When the Mets announced in May that outfielder Yoenis Cespedes had fractured his right ankle in a “violent fall” on his Florida ranch in May, General Manager Brodie Van Wagenen insisted that his immediate focus was on his player’s health.
“We haven’t even thought about implications to the contract,” Van Wagenen said during a news conference at Citi Field at the time.
The contract was always going to be addressed, though. On Friday, the team and Cespedes agreed to an amended deal, according to multiple news media reports. Cespedes, who will remain under contract and was due $29.5 million in the final year of his contract, was said to agree to a significant reduction in his salary. ESPN reported that the Mets will save more than $10 million.
Cespedes, who has not played in a game since July 2018 because of multiple injuries and who was rehabilitating from surgery on both heels when his fall happened, had performance-based incentives added to his contract, as well.
No one knew the contract better than Van Wagenen. He was the one who negotiated it following the 2016 season, when he was Cespedes’s agent, securing a four-year extension worth $110 million for his client. Van Wagenen switched sides of the bargaining table in November 2018 when he became the general manager of the Mets.
Cespedes’s status for 2020 remains unknown. The Mets have been reluctant to provide a timetable for a possible Cespedes return. At M.L.B.’s winter meetings in San Diego this week, Van Wagenen told reporters that Cespedes had been swinging the bat for several weeks and had commenced his running program, as well.

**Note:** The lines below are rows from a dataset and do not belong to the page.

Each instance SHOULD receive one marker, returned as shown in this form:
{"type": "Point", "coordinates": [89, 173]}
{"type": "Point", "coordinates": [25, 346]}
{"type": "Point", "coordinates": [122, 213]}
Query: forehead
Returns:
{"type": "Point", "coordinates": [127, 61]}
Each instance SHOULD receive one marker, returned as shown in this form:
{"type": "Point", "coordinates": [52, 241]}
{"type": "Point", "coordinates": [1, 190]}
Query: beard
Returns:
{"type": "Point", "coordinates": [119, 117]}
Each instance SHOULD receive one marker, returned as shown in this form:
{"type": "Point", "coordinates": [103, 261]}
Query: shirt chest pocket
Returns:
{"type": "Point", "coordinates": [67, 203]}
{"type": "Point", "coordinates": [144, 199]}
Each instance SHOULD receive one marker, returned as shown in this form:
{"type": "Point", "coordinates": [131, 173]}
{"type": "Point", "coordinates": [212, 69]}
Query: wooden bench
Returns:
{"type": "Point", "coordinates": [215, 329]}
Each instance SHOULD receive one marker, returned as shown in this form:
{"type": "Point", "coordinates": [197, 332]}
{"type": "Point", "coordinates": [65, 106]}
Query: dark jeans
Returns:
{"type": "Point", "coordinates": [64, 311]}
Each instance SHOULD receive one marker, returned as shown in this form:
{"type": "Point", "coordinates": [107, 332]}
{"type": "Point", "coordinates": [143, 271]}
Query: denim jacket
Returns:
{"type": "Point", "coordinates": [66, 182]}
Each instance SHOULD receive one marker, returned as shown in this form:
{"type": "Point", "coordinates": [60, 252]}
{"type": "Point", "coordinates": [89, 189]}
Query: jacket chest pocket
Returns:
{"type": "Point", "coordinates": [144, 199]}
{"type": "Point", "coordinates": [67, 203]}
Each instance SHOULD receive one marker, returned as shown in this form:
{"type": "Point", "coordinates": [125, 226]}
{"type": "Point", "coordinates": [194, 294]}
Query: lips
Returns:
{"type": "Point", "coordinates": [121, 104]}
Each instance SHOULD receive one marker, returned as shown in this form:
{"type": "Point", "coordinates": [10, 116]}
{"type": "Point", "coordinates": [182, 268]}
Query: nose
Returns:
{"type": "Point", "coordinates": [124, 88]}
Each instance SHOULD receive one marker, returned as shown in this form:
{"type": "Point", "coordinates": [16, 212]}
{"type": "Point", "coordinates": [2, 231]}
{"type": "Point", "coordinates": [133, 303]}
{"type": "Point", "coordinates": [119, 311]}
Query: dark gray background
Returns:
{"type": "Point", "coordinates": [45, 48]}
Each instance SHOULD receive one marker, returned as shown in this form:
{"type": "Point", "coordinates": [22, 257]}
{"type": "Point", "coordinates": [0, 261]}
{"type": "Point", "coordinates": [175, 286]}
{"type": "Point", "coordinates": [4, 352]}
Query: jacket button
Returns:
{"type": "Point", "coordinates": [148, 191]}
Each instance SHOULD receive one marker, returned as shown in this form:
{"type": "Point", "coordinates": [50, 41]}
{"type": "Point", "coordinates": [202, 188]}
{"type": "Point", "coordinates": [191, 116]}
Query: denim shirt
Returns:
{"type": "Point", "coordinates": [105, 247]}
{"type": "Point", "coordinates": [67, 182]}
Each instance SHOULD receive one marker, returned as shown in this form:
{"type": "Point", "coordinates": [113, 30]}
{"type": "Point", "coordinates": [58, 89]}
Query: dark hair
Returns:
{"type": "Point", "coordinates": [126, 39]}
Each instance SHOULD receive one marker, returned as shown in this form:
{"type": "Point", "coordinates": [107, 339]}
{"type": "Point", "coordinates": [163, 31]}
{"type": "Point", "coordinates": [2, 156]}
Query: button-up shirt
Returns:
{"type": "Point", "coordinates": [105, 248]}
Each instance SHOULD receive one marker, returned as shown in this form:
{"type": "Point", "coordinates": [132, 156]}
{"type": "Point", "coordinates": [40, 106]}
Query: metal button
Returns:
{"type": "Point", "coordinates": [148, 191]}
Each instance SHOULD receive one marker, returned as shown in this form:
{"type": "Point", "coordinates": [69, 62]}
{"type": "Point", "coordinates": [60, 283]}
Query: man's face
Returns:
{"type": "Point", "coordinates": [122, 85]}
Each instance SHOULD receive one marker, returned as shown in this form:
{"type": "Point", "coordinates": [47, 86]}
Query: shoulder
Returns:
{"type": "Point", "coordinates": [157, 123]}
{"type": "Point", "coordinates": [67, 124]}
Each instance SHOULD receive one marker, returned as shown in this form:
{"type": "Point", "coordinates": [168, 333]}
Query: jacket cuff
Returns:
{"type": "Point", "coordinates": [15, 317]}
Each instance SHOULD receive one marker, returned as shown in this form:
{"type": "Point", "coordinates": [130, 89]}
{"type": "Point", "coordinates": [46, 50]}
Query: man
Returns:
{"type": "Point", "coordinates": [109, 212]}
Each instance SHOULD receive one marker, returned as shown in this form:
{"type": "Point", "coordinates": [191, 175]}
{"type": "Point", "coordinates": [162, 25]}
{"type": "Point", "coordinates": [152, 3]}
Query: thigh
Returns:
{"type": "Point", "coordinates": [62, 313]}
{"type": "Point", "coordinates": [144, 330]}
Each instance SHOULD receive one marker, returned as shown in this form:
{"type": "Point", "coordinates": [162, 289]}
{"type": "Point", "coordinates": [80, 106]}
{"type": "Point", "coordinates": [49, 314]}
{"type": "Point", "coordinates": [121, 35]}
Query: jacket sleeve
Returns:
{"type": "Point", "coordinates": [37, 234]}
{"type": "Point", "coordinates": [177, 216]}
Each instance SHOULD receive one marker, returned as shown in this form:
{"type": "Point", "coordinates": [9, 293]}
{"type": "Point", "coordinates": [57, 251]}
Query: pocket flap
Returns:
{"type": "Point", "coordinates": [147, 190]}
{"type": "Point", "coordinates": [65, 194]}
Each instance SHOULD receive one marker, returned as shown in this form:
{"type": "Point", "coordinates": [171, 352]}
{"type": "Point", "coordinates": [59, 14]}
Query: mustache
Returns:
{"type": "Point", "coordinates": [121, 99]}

The Mets have missed Cespedes’s power in the lineup. After being acquired from the Detroit Tigers just before the trade deadline in 2015, Cespedes demonstrated his full potential with powerful displays from the batter’s box as the Mets advanced to the World Series that fall, losing to the Royals.
The Mets subsequently signed Cespedes to a three-year contract worth $75 million. Van Wagenen and the Mets returned to the negotiating table again the next off-season, when Cespedes opted out of his deal following a season in which he posted a .280 batting average, hit 31 home runs and drove in 86 runs.
But he has struggled to stay on the field in recent years. In 2017, he missed games due to hamstring and quadriceps ailments. In 2018, he suffered a right hip flexor strain and went on the disabled list on May 14. His rehabilitation was hindered by a setback during a minor league game, and the team announced his season was over in July because of calcification and bone spurs in both heels. Even before the fall on his ranch, Cespedes was expected to miss most of the 2019 season.
Cespedes has been a colorful Met on and off the field. When Van Wagenen announced that Cespedes had fallen on his ranch, a reporter asked if Cespedes, who once rode a horse into the team’s parking lot during spring training, had fallen off a horse. Van Wagenen responded that Cespedes had said he was not riding a horse at the time of the fall.
The Mets failed to make the playoffs the last three seasons, and Manager Mickey Callaway was dismissed in October because of his failure to make the postseason. Carlos Beltran, the Mets’ new manager, has expressed optimism about including Cespedes in his lineup card this year.
“If he’s at his best, he’s a high-impact performer,” Van Wagenen said this week. “We’ll have to see how that plays out.”